Whether or not it’s truly essential is subjective. There are many people who choose to be single for their entire lives and that is what makes them happy. But that the court recognized it as a thing that contributes to one’s happiness is important. Shouldn’t that mean that anything which could contribute to one’s happiness be equally protected as a right? Of course, so long as that right does not infringe on the rights of another?
And let’s take this a step further. In Murdock v Pennsylvania in 1943, the court ruled that rights can not be converted into privileges, nor charged a tax or license to exercise them. If marriage is recognized as a right, why are they charging a fee and why is a license required?
A little known fact is that they are not required. Marriage can be achieved by a simple contract without any fees or licenses. The only difference may be how the government recognizes the marriage when it comes to common property, parental rights, etc. Some states will recognize it as a common law marriage which is recognized the same as any other licensed marriage, but without the government’s stamp of approval.
With a licensed marriage, those things are already prescribed by law. If you don’t like any of those laws you can change them with a prenup. If you don’t want anything to do with those laws you can start from scratch with a simple contract.
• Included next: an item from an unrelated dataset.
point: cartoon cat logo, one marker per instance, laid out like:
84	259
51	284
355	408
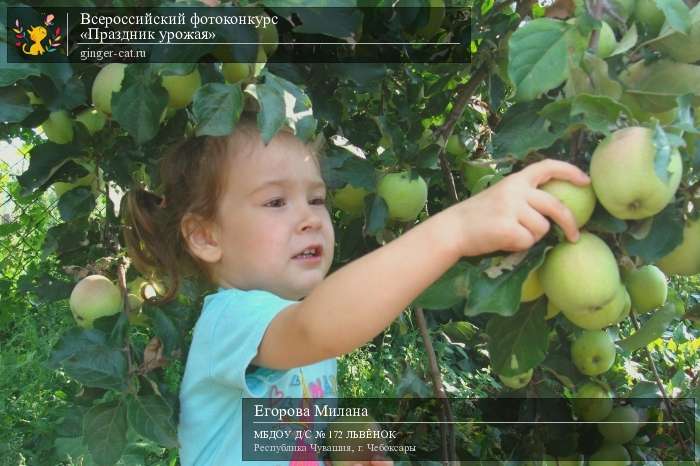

But most importantly is that marriage is recognized as human right and there is no requirement to pay the government or request a license or permission to be granted to exercise that right. Shouldn’t this apply to every other human right? What about the consumption of cannabis that helps millions of people reach a state of happiness? If this is a right, how could the government limit the growth, distribution and consumption? How could they charge a tax to purchase it? This seems antithetical to a free society. We should demand the government get out of the way of our happiness.